Some repos contain authoritative prose inside Office documents or PDFs — e.g. company handbooks, policies, RFCs. Set allow_documents: true in repos.yaml to fetch those files as bytes and run them through the shared ContentExtractor (markitdown primary, python-docx/openpyxl/python-pptx fallbacks). Extracted text is ingested with source_type="github-document" and flows through the normal pipeline (PII scan, OPA quality gate, chunking, embedding, L0/L1/L2 layers).

- name: "company-handbook"
  url: "https://github.com/your-org/handbook"
  branch: "main"
  collection: "pb_general"
  project: "handbook"
  classification: "internal"
  auth: "pat"
  allow_documents: true
  include: ["handbook/**", "policies/**"]

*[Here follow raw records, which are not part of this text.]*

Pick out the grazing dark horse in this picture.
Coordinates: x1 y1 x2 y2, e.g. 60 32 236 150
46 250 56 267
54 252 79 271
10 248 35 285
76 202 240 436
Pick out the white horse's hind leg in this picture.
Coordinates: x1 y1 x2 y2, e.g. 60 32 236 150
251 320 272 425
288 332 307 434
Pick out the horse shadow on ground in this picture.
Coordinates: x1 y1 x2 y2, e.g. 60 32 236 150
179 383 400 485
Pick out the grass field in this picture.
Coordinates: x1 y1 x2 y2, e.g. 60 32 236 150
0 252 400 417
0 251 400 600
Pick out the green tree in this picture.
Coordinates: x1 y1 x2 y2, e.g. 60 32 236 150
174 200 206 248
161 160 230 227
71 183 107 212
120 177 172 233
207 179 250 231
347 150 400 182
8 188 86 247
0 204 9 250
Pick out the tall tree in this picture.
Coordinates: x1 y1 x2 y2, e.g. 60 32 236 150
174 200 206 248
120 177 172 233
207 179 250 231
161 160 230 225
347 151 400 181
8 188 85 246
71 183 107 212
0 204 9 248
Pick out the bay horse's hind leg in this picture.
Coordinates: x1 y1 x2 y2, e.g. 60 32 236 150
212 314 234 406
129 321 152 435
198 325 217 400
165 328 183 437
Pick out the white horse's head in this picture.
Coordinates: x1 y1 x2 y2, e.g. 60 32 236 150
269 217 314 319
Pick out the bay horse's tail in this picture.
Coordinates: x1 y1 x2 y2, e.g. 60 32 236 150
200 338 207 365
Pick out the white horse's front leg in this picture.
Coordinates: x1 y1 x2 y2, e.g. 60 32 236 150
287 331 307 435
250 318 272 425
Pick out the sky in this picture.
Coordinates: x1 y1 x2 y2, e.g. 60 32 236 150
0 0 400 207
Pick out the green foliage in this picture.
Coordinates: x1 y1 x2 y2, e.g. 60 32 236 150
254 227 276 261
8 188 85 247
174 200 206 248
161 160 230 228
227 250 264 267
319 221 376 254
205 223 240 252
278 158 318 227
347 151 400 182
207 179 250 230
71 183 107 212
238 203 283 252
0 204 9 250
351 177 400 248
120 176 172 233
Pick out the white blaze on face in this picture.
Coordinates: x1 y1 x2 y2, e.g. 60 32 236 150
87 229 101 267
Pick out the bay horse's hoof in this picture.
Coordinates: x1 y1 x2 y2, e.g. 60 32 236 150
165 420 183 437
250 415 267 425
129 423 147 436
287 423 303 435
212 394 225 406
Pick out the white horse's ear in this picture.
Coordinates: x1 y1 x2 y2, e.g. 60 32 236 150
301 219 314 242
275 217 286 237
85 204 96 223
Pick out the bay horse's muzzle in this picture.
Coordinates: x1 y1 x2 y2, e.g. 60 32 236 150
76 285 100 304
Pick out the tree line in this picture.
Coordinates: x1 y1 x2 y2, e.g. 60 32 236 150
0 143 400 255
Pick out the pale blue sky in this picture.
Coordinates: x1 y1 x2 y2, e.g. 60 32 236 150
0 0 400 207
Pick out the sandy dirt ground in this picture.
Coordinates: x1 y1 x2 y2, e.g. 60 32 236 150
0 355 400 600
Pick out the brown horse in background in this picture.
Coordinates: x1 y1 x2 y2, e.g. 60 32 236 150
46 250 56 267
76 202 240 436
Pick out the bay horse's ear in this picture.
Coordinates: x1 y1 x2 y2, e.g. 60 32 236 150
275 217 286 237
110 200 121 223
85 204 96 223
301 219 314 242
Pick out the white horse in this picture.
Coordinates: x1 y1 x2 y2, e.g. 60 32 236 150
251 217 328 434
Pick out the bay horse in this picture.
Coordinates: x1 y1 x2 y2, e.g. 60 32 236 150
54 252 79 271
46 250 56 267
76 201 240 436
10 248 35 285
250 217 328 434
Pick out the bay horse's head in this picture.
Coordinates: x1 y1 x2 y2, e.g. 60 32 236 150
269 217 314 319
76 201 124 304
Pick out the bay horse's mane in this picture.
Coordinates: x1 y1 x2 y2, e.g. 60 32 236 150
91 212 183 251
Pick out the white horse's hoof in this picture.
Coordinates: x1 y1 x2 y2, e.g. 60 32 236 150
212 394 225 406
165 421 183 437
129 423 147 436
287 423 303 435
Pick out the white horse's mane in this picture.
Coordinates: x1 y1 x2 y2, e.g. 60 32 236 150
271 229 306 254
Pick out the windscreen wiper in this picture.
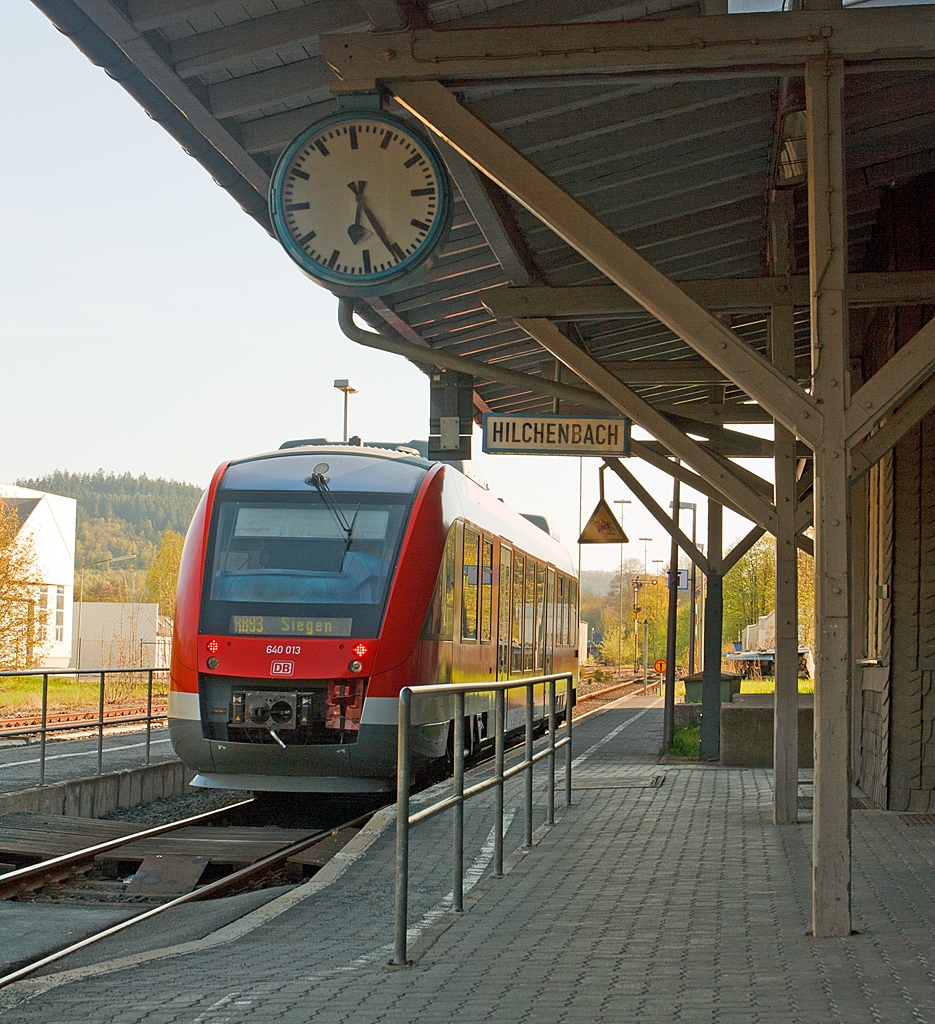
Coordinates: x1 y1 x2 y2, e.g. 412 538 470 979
305 472 360 554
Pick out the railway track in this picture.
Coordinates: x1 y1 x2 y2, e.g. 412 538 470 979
0 800 374 988
0 705 169 736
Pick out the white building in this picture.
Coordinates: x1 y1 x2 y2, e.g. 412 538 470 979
0 483 78 669
72 601 172 669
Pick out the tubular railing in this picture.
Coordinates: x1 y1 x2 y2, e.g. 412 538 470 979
392 672 573 967
0 669 169 785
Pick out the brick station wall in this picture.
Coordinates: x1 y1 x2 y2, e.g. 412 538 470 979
851 174 935 813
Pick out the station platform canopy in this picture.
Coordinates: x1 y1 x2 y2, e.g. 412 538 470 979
27 0 935 937
35 0 935 436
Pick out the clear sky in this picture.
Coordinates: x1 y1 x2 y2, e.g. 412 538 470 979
0 0 768 570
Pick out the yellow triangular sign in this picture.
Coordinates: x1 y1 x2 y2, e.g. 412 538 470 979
578 498 630 544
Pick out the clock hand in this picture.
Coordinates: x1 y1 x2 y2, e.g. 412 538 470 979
347 181 367 245
354 193 406 263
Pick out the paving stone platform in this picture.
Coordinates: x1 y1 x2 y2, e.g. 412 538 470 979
0 697 935 1024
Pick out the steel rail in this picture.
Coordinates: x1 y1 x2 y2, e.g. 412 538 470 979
0 705 169 736
0 797 253 899
386 672 575 970
0 800 375 988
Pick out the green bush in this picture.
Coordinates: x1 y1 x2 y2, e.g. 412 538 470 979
669 725 702 758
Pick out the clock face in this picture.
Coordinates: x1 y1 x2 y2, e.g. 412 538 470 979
269 111 448 291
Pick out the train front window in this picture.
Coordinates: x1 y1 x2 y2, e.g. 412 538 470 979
202 492 411 637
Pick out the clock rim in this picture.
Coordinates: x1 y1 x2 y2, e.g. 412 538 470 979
268 108 451 295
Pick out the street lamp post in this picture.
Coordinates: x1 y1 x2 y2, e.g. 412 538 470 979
669 502 698 676
640 537 652 693
652 558 665 662
613 498 633 682
75 555 136 672
335 377 357 444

Default is false so code repos are unaffected. Hard binaries (images, archives, executables) remain blocked regardless of this setting.

Rate Limiting

  • PAT: 5,000 req/hour per user
  • GitHub App: 15,000 req/hour per installation

On HTTP 429 or 403 with "rate limit" message, the adapter waits min(Retry-After, 120s) and retries up to 3 times. After that, the sync fails for that repo (status=error, error_message populated) and the orchestrator continues with the next repo.

Source Type

Documents from this adapter are tagged with source_type="github". Relevant settings:

Property Value
source_type github
Quality gate threshold 0.3 (configurable via OPA pb.ingestion.quality_gate)
Default collection pb_general (override per repo with collection:)
Chunking 1,000 chars with 200-char overlap (standard pipeline)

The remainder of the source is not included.